Successful investors know that portfolio diversification is an essential strategy. They don’t just invest in different businesses, but across industries. If one sector suffers, you don’t get caught with your eggs in one basket. Some of those investments might even grow enough to offset any loss.
Investors don’t have to be experts or hands-on in every domain where they get involved. For example, you can benefit from franchising a hydraulic hose business, even without industry knowledge.
The average employee may not have their sights set on investment. Their immediate focus tends to dwell on staying competitive in the workforce and advancing their careers. But they, too, can benefit from the principle of diversification. In this situation, the concept applies to skills and learning.
The world rewards generalists
The principle of specialization is ingrained in our upbringing and institutions. While children are often encouraged to try out different activities and learn many things, we expect them to gain focus as they mature.
This is reinforced on many levels. We bandy around sayings such as ‘jack of all trades, master of none.’ Peers, teachers, and family members ask students what their career plans are, with increasing seriousness and frequency. The education system itself encourages specialization by offering specific courses in the promise of better job outcomes.
Gaining focus in learning is a natural part of growing up, and it certainly helps us to better navigate the adult world. But excessive specialization can lead to flawed development. It may leave individuals at a disadvantage in a competitive and changing world.
The case for specialization is persuasively driven home by the likes of Malcolm Gladwell, who popularized the concept of the 10,000-hour rule. The premise being that putting in more hours into improving a skill invariably makes you better, and doing so early on will amplify your advantage.
This assumption has since been disputed. Specialization is only suitable for certain highly domain-specific skills, and occupations that offer ‘kind’ learning environments. Those are basically situations where you can repetitively execute known functions with little deviation and thrive as a result. Music, golf, and chess are some examples.
For the majority of careers, and therefore people’s lives, environments are what psychologists term ‘wicked.’ They have a high degree of complexity and so many interacting variables that perfect information is impossible. In such situations, it’s the generalists who thrive.
Gaining from adversity
Generalists aren’t people who are unfocused in their approach to learning and development. They may be good at a specific skill. But they have also intentionally cultivated the quality of range. They don’t hesitate to dabble in a wide variety of skills.
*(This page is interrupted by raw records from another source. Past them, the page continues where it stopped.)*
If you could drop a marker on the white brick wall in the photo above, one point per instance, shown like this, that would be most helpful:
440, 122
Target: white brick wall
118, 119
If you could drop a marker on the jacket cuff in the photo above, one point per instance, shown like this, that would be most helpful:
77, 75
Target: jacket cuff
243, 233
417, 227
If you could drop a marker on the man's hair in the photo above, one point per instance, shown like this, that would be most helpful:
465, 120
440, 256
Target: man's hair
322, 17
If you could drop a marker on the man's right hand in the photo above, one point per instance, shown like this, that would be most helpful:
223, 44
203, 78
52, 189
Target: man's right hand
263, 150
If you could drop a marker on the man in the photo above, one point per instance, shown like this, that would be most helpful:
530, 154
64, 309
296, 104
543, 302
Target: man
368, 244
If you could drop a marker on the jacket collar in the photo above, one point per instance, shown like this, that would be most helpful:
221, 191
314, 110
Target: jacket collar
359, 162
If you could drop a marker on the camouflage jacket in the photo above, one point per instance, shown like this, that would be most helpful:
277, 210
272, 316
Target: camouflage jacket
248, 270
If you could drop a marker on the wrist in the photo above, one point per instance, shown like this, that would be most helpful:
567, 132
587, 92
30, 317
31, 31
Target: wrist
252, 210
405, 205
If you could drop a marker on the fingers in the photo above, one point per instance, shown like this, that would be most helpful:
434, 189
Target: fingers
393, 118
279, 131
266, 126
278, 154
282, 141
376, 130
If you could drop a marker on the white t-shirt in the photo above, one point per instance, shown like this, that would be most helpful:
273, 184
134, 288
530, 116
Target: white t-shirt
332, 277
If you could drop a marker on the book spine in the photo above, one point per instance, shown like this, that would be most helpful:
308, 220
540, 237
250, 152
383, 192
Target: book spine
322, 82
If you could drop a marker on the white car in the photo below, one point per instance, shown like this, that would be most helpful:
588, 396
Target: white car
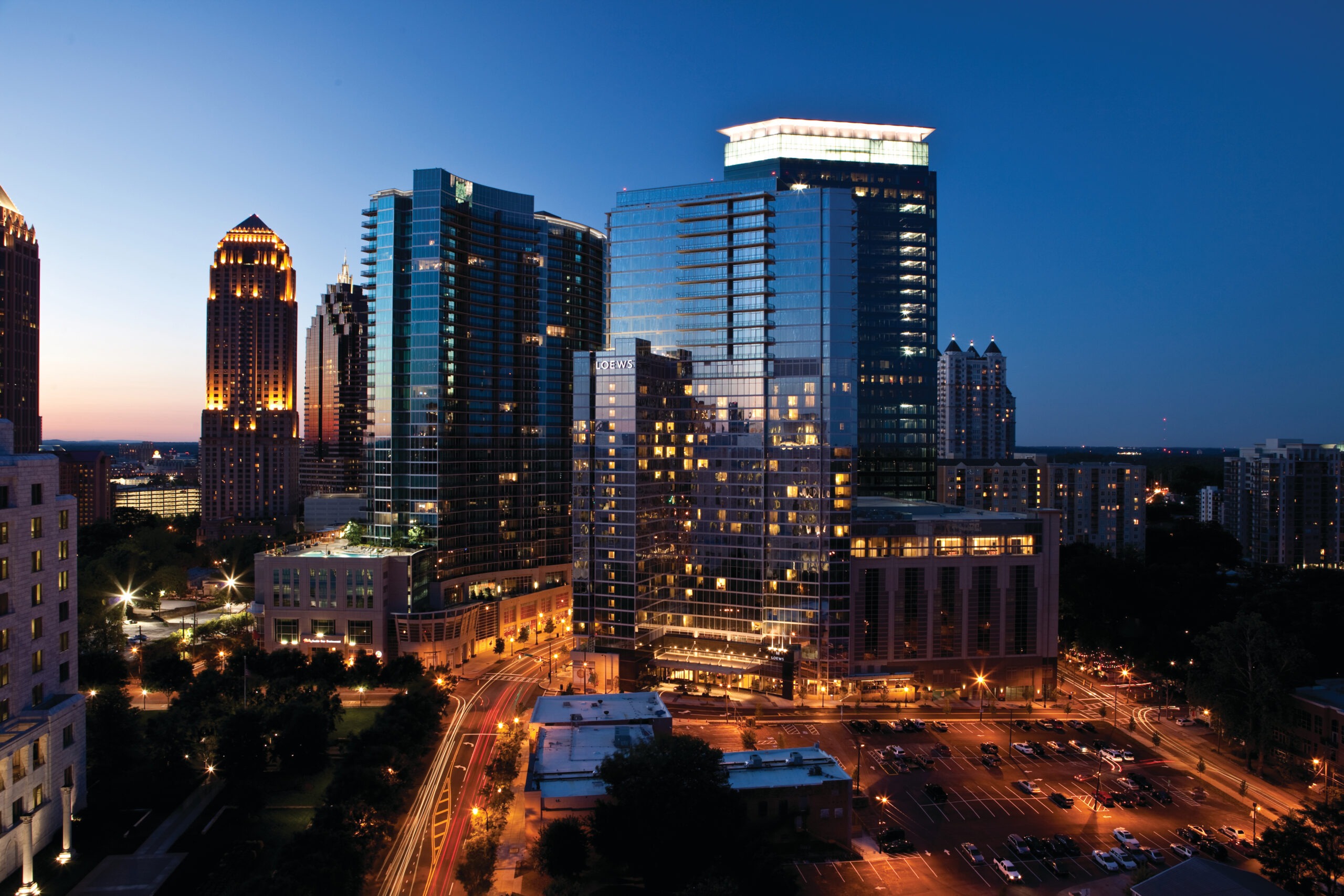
1006, 868
1126, 839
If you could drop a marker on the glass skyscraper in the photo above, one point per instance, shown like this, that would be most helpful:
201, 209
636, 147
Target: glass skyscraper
479, 304
885, 168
This combination of continuous learning and curiosity gives them an overall breadth of knowledge. They may not be experts in multiple areas, but they know enough transferable skills to handle unexpected situations. It allows them to tackle problems they’ve never encountered and find solutions that are considered out-of-the-box.
Having range operates on the same principle as diversifying your investment. Instead of stocks, real estate, or startups, you’re investing in different skills.
Diversification works on the principle of antifragility, coined by Nassim Taleb in his works on risk management. A system subjected to stress will break if it’s fragile. If it’s robust, it will likely survive unaffected. But if it’s antifragile, it gains and grows from the ordeal.
Disruptive events can affect companies unevenly. The pandemic was bad for most industries, but IT companies largely thrived. Investors who diversified in this sector, and workers with the bread of knowledge extending to this domain, would have benefited where others struggled.
Diversifying adult learning
The prevailing influence of change and uncertainty in our world was already in place before the pandemic and will continue beyond it. As adults, we are responsible for diversifying our own skillsets in order to thrive in such a future.
Thus, a case can also be made for adopting a diverse approach to learning itself. It’s not enough to simply read about a wide variety of topics. You will learn more effectively if you explore different learning styles or make use of different media.
Listen to expert podcasts, watch instructional videos and TED talks. Attend webinars for now, and workshops once restrictions on in-person activities are lifted.
If you have the flexibility to do so, take a certificate course, or pursue higher education. Seek an internship or do volunteer work. Attempt a personal project to exercise a new skill and get feedback from others.
You don’t have to do all of these things but experiment with them to find out which one is most effective for your learning. That will enable you to dabble in a greater breadth of skills and ultimately become a diversified, antifragile employee with strong career prospects.